This is SO cool to see this in a major newspaper!
Hemp is busting out all over. Yeeha!
In case you’re wondering, I’ve been a hemp activist for over 20 years. Somewhere on Youtube, in a compilation video there’s a clip of me standing up at a press conference for Jerry Brown when he was running for president in 1992, asking him about hemp. I met Hemperor Jack Herer on several occasions and passed out many a hemp flier back in the day.
It is beyond satisfying to see this finally happening in my lifetime!
Fueling up your car may one day be as easy as cleaning out the refrigerator or taking out the trash, according to Edmunds.com.
Here’s a list of some of the innovations in alternative fuels being researched:
• Garbage: Waste Management Inc. is liquefying and purifying landfill gas to fuel trucks, so the method is already in use. Producing liquid gas reduces emissions — and the stink.
• Soybeans and animal fats: Soybeans, vegetable oil and animal fats can be used to make clean, nontoxic diesel fuel. Diesel engines need few or no modifications to accommodate this biodiesel fuel.
• Sawdust: The lumber industry generates thousands of tons of sawdust each year. An add-on wood “gasifier” allows the dust to fuel the automobile.
• Corn: E85 flex-fuel engine vehicles run on E85 ethanol, most, if not all, of which is derived from corn. Right now, E85 is slightly less potent and more expensive, but it has potential. Many consider corn ethanol to be environmentally harmful, however, which is an obvious obstacle in the way of becoming more mainstream.
• Hemp: Fermented oils of hemp seeds or stalks can be used to create a biodiesel fuel that is both cheap and efficient. The plant can also be fermented to make ethanol.
• Air: Currently, high-pressure compressed air storage tanks exist to fill tires, but on a larger scale it could run cars. With the right tanks, this could be the most widely available and cleanest fuel yet.
• Sun: An annual solar-powered car race in Australia proves that this type of automobile can be functional. The spatula-shaped cars aren’t what we currently consider aesthetically pleasing, but fashion is known to change.

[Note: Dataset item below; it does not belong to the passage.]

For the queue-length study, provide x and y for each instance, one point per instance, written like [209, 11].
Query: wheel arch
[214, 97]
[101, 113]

• Algae: Algal fuels can take the forms of biodiesel and bioethanol. Farmers require less land space than crop-based sources and only ocean or wastewater to grow and cultivate algae.
• Bacteria: Scientists can genetically engineer microbes to make the “output” chemically identical to crude oil, which can be sent to refineries to produce gasoline, diesel, jet fuel and tar. The process is complicated but entirely possible.